Internet y la gran promesa que todo
el conocimiento iría a estar en línea para el acceso de todos fue una estafa
tan grande como cambiar oro por espejos de colores. No sólo era falsa, sino que
aniquiló una civilización que venía luchando desde varios siglos por la
búsqueda del real conocimiento.
Internet está lleno de información, sí.
Pero la utilidad de ésta deja mucho que desear. Es cierto que se puede ahí
tener acceso a diversos diarios y revistas, a artículos universitarios, a
música, a cine. Pero el elemento central para llegar a lo que a uno le interesa
es normalmente la suerte, más horas infructíferas de búsqueda. Muchos sitios
mantienen el formato de proteger sus publicaciones, por lo que para acceder a
ellas se debe pagar. Muchos libros se encuentran, pero en versiones difusas o
ediciones desactualizadas. La música, en efecto, a través de una muy barata
suscripción, se puede acceder a una gran variedad; pero no siempre de la mejor
calidad ni las mejores interpretaciones. Si usted escucha música clásica,
intente buscar un concierto en particular con un determinado director de
orquesta y comprobará que, al final, lo que hay es bastante limitado. En cuanto
a las películas, lo mismo: incompletas, borrosas, sin subtítulos.
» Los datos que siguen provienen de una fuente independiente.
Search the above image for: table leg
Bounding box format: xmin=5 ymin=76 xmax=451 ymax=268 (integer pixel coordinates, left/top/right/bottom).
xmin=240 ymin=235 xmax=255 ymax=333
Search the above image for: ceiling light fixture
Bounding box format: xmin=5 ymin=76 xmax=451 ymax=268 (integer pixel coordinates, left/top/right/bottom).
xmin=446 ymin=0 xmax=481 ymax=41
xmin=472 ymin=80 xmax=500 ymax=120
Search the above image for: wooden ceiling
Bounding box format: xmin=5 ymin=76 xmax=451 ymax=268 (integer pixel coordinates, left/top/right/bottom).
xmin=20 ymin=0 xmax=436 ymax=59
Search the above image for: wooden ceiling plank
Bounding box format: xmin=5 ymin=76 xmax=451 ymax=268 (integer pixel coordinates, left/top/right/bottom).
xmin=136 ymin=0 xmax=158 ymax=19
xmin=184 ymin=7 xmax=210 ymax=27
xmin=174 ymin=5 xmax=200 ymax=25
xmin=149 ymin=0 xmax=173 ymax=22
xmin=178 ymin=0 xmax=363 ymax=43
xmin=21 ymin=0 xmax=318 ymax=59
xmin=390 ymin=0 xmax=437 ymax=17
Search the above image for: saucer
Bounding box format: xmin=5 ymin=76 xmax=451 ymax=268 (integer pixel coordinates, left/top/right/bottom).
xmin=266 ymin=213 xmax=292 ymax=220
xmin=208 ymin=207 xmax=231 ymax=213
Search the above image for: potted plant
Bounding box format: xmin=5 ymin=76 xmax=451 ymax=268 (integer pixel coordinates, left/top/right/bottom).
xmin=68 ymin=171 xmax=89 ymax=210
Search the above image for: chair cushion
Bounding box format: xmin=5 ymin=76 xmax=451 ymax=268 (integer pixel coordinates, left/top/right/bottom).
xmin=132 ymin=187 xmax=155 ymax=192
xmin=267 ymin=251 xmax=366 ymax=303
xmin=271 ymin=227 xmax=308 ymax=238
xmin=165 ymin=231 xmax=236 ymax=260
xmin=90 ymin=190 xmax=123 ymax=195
Si tiene
dudas, intente buscar una obra de Chabrol, o de Antonioni, o sin ir más lejos,
de Chaplin. ¿No debiera ser Chaplin uno de los cineastas más democráticamente
compartido?
¿Qué está entonces en línea en ese
interminable universo? Pues está invadido por el mismo mal del cual sufre el
planeta: basura. Abundan las noticias mundanas, las informaciones sin ningún
respaldo ni fundamento, la pornografía en todas las acepciones de las palabras.
Y muchas, infinitas divagaciones de aficionados y profetas que afirman lo que a
muchos les agrada escuchar, como por ejemplo que gracias al consumo de ciertas plantas divinas o batidos prodigiosos
una se puede volver tan hermosa como una artista famosa, anulando por milagro
cualquier previa determinación genética. Así, la gente ha terminado sacando sus
propias insustentadas conclusiones a temas tan esenciales como las vacunas, la
alimentación o los diagnósticos médicos, restando toda credibilidad a la
ciencia como en los mejores años medievales.
No por todo ello restemos lo
provechoso del instrumento bien manejado. Si se mantienen los hábitos racionales
–ser curioso, tener sentido crítico, cuestionarse, comprobar veracidad- se
puede llegar a sitios en que se encuentra información interesante. También es
cierto que permite el contacto con otras personas, aunque tengo mis dudas sobre
cuán revolucionario sea esto; pues hallarse nunca ha sido una dificultad para
la humanidad, incluso en la edad de piedra. La gente siempre se ha movido y se
ha encontrado. Pero si volvemos a la oferta inicial del acceso masivo a la
sabiduría, la verdad es que el real conocimiento sigue estando en las
bibliotecas, las salas de clases y en la mente de esos profesores mayores que
estudiaron con lápiz y cuaderno, discriminando lo que había que apuntar y
subrayar, prestando atención a sus maestros, indagando, consultando, viajando,
anotando con letra manuscrita en una libreta, en suma, recurriendo a todas las
herramientas posibles para dar respuesta a una interrogante, excepto a Internet.